AEOI memastikan fasilitas tersebut dalam kondisi aman dan stabil, serta seluruh unitnya tetap beroperasi tanpa gangguan.
Advertisement
Bantahan itu disampaikan AEOI pada Minggu (12/7/2026) untuk menanggapi klaim yang beredar di media sosial yang menyebut beberapa fasilitas di PLTN Bushehr menjadi sasaran serangan.
"PLTN Bushehr berada dalam kondisi sepenuhnya normal, aman, dan stabil. Seluruh unit dan fasilitasnya tetap beroperasi sesuai prosedur standar," demikian pernyataan AEOI seperti dilaporkan kantor berita Iran, IRNA.
AEOI juga menegaskan bahwa seluruh informasi resmi mengenai fasilitas, kegiatan, maupun peristiwa yang berkaitan dengan lembaga tersebut hanya disampaikan melalui saluran komunikasi resminya.
Ketegangan terbaru antara AS dan Iran bermula pada Kamis (9/7), saat Angkatan Laut Korps Garda Revolusi Islam (IRGC) mengambil tindakan tegas dengan melepaskan tembakan ke arah kapal kargo asing karena dinilai keluar dari rute pelayaran resmi yang ditentukan di Selat Hormuz. Menanggapi tindakan tersebut, pihak AS meluncurkan agresi udara sepihak yang menyasar fasilitas radar dan pertahanan udara, termasuk menghantam area perimeter luar PLTN di Provinsi Bushehr.

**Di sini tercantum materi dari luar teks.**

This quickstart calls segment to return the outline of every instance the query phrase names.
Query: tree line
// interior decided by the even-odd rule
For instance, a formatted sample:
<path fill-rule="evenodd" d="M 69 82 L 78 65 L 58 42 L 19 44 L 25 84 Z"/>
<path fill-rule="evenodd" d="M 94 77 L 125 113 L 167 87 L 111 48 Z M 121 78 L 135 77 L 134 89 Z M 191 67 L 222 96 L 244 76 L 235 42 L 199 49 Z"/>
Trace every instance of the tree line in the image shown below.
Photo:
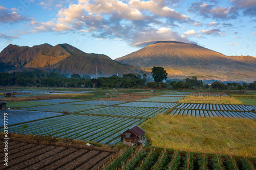
<path fill-rule="evenodd" d="M 179 81 L 170 81 L 167 79 L 167 74 L 164 69 L 160 67 L 152 68 L 154 81 L 148 81 L 146 74 L 141 75 L 133 74 L 123 74 L 121 77 L 112 76 L 109 77 L 99 77 L 92 79 L 89 75 L 83 77 L 73 74 L 71 78 L 56 72 L 43 71 L 40 70 L 0 73 L 0 86 L 18 86 L 22 87 L 64 87 L 103 88 L 149 88 L 154 89 L 213 89 L 221 90 L 245 89 L 256 90 L 256 81 L 247 85 L 237 83 L 227 84 L 215 81 L 210 85 L 203 85 L 202 80 L 195 76 Z M 167 79 L 167 80 L 166 80 Z M 166 80 L 164 83 L 163 80 Z"/>

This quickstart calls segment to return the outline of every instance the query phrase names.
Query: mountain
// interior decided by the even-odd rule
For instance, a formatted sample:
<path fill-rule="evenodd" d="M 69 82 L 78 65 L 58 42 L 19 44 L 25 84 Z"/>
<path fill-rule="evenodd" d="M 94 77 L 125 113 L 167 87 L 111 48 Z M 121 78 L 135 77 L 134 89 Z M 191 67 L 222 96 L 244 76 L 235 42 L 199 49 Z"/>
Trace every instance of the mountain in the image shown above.
<path fill-rule="evenodd" d="M 3 61 L 0 63 L 2 71 L 9 71 L 11 68 L 13 68 L 11 72 L 39 69 L 68 76 L 77 74 L 93 77 L 96 76 L 96 68 L 97 77 L 131 72 L 142 75 L 146 72 L 143 69 L 119 63 L 106 55 L 84 53 L 68 44 L 54 46 L 45 44 L 36 47 L 8 45 L 0 53 L 0 61 Z M 32 51 L 34 53 L 31 52 Z M 15 62 L 6 61 L 9 60 Z"/>
<path fill-rule="evenodd" d="M 0 53 L 0 71 L 19 68 L 37 57 L 39 52 L 52 47 L 46 43 L 32 47 L 11 44 Z"/>
<path fill-rule="evenodd" d="M 163 67 L 170 78 L 196 76 L 206 80 L 256 80 L 255 58 L 227 56 L 197 44 L 181 42 L 158 41 L 115 60 L 148 71 L 154 66 Z"/>

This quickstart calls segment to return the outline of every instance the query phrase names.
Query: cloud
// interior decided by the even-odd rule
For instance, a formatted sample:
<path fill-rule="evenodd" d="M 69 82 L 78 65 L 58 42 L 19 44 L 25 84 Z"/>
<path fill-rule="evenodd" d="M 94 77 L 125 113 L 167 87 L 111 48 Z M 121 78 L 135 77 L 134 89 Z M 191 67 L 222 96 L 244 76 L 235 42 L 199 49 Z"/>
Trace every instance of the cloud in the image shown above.
<path fill-rule="evenodd" d="M 207 26 L 210 27 L 210 26 L 216 26 L 218 25 L 218 23 L 215 22 L 211 22 L 210 23 L 208 23 Z"/>
<path fill-rule="evenodd" d="M 133 46 L 159 40 L 189 42 L 169 27 L 179 27 L 175 21 L 191 21 L 190 18 L 170 7 L 172 3 L 164 0 L 78 0 L 59 9 L 51 21 L 32 21 L 30 26 L 35 33 L 70 31 L 90 34 L 97 39 L 125 40 Z"/>
<path fill-rule="evenodd" d="M 202 23 L 201 23 L 201 22 L 193 23 L 192 23 L 192 25 L 193 25 L 194 26 L 202 26 Z"/>
<path fill-rule="evenodd" d="M 32 18 L 28 18 L 26 16 L 22 16 L 16 11 L 16 8 L 8 9 L 0 6 L 0 22 L 15 23 L 22 21 L 31 20 Z"/>
<path fill-rule="evenodd" d="M 158 41 L 176 41 L 188 43 L 190 42 L 185 36 L 166 28 L 151 29 L 136 32 L 133 36 L 132 40 L 130 43 L 134 46 L 145 46 Z"/>
<path fill-rule="evenodd" d="M 188 11 L 199 13 L 206 18 L 229 19 L 236 18 L 238 16 L 237 9 L 233 7 L 215 7 L 213 5 L 199 2 L 192 3 Z"/>
<path fill-rule="evenodd" d="M 238 43 L 238 42 L 231 42 L 231 43 L 227 43 L 227 44 L 226 44 L 226 45 L 234 45 L 234 44 L 237 44 Z M 238 44 L 236 44 L 236 45 L 238 45 Z"/>
<path fill-rule="evenodd" d="M 206 35 L 226 35 L 225 34 L 221 33 L 221 31 L 218 29 L 212 29 L 209 30 L 200 30 L 199 33 Z"/>
<path fill-rule="evenodd" d="M 16 36 L 10 36 L 2 33 L 0 33 L 0 38 L 3 38 L 8 40 L 10 40 L 13 39 L 19 38 Z"/>

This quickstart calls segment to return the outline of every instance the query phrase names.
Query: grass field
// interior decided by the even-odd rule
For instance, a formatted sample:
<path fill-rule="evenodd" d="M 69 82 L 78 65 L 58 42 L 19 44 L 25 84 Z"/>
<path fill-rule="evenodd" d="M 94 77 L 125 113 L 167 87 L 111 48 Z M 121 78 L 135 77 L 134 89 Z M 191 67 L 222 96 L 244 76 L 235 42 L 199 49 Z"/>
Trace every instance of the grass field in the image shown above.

Sebagai balasan, militer Iran membombardir berbagai pangkalan militer AS di negara-negara Teluk seperti Bahrain, Kuwait, Yordania, dan Qatar menggunakan rudal dan drone. Iran pada Minggu mengumumkan penutupan Selat Hormuz bagi seluruh aktivitas pelayaran internasional.
Penutupan, menurut IRGC, dilakukan hingga pemberitahuan lebih lanjut dan sampai campur tangan AS di kawasan ini berakhir.